Lincoln Benefit Company filed this suit seeking a declaration of suicide and Frangos filed a countersuit for an opposite declaration, breach of contract, bad faith, and violation of Nevada's Unfair Claims Act, also seeking punitive damages.
Frangos now asks this Court to bifurcate her contract claim from the bad faith and punitive damages claims and also to stay any discovery of the latter until conclusion of trial of the contract claim. She claims it will save the Court's and the parties' time and money if the contract claim is tried first and the other claims then investigated and tried only if she loses her contract claim. She admits that it is unlikely that she will lose her contract claim. Thus, two trials are likely, by her own admission.
The Court acknowledges that it has the authority to bifurcate the claims in a case under Fed.R.Civ.P. 42(b), for convenience, to avoid prejudice, or to expedite and economize. The Court also recognizes that its authority is discretionary upon a finding that a bifurcation will accomplish those ends. The authorities cited are either no controlling, or deal with different kinds of bifurcation than that sought here. The Court finds that the bifurcation and stay requested by Defendant will not provide convenience, avoid prejudice, or expedite and economize these proceedings.
Although the issue of whether the suicide exclusion applies may be a legal question, the issue of whether it should apply impacts factual questions about whether there was a suicide at all, i.e., whether the decedent contracted his own death. Furthermore, the evidence about the investigation of this matter and other related factual issues are so interrelated, that staying discovery would compound the costs and time for both the Court and the parties. The trial date in this matter has already been extended into next year. The case will then be nearly two years old. Are we to wait another two years while the parties repeat discovery efforts for the remaining (which is trice the contract claim) claims? Furthermore, such an action would undoubtedly require retaking the deposition of some of the primary witnesses.

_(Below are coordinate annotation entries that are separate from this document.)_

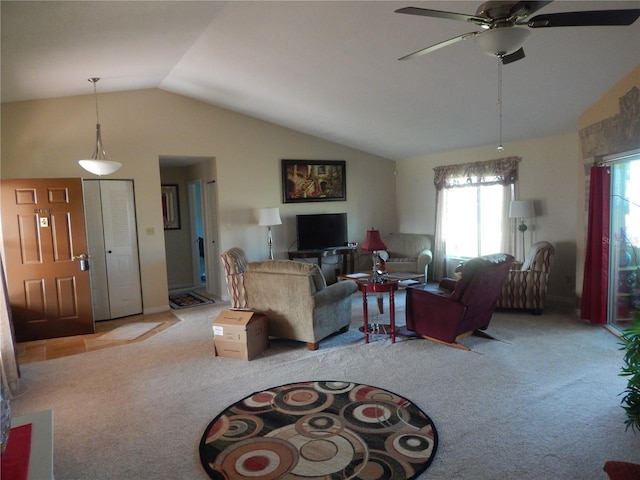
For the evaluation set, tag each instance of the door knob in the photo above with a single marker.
(84, 261)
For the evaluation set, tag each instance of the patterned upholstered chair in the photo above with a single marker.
(526, 287)
(235, 264)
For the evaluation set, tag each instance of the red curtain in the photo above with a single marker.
(596, 266)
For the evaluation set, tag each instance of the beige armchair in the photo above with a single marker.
(525, 288)
(297, 301)
(235, 264)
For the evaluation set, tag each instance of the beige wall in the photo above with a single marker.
(546, 175)
(44, 138)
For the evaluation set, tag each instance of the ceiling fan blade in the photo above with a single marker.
(523, 9)
(585, 19)
(446, 43)
(424, 12)
(513, 57)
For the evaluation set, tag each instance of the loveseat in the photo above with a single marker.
(407, 252)
(297, 301)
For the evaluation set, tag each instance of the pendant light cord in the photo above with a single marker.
(500, 146)
(94, 80)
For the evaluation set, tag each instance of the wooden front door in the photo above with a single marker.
(44, 234)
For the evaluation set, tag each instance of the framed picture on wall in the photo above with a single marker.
(170, 207)
(314, 181)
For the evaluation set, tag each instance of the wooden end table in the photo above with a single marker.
(367, 285)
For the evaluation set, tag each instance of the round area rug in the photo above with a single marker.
(319, 430)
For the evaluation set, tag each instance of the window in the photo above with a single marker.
(471, 213)
(472, 220)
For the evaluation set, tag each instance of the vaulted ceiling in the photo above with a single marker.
(329, 69)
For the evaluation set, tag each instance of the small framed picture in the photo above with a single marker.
(314, 181)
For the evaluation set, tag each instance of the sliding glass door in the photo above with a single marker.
(624, 253)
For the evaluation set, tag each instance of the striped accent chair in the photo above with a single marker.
(526, 287)
(235, 265)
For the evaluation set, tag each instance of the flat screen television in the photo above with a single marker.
(321, 230)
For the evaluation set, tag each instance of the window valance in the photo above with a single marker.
(502, 171)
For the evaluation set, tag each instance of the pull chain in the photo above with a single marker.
(500, 146)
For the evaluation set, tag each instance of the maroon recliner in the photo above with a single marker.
(458, 308)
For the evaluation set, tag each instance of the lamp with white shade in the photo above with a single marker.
(269, 217)
(98, 163)
(522, 209)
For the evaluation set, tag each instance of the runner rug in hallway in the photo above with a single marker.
(316, 430)
(189, 299)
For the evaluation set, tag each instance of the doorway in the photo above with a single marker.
(624, 249)
(197, 235)
(191, 249)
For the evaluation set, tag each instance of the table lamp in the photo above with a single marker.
(373, 243)
(269, 217)
(522, 209)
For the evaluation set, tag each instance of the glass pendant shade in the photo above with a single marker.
(98, 163)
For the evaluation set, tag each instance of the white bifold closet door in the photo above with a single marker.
(113, 248)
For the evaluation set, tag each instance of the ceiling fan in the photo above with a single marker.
(502, 34)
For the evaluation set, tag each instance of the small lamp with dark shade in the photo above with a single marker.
(522, 209)
(269, 217)
(373, 243)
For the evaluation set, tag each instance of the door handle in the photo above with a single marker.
(84, 261)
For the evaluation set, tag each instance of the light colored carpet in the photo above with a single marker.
(542, 402)
(129, 332)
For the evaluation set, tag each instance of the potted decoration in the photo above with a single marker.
(631, 369)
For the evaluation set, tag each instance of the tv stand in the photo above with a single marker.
(348, 256)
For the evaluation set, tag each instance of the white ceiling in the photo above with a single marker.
(329, 69)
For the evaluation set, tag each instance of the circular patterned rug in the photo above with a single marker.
(313, 430)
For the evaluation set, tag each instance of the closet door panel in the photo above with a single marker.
(121, 246)
(95, 241)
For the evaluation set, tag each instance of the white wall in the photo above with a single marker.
(44, 138)
(546, 175)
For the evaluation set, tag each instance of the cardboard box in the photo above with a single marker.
(240, 334)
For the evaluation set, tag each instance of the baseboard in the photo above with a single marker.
(159, 309)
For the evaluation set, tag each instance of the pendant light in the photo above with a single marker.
(98, 164)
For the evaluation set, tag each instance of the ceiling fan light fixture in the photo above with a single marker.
(98, 163)
(502, 41)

The Court will permit the trial of the contract, exclusion, and bad faith issues separately from punitive damages issues. However, the trial of punitive damages issues, should they be necessary, will be tried immediately following the jury decision on the other issues by the same jury. Furthermore, disclosure and presentation of evidence of Plaintiff's net worth, if necessary for the punitive damages portion of the trial, will occur immediately after the trial and verdict in the first portion of the trial. This will permit the discovery to otherwise proceed and the matter to be tried at one time, with one jury, and avoid compounding of time and expenses by all concerned. Accordingly, the motion to bifurcate and stay by Defendant Fragos (#63) is denied.
IT IS SO ORDERED.
Dated: September 8, 2010.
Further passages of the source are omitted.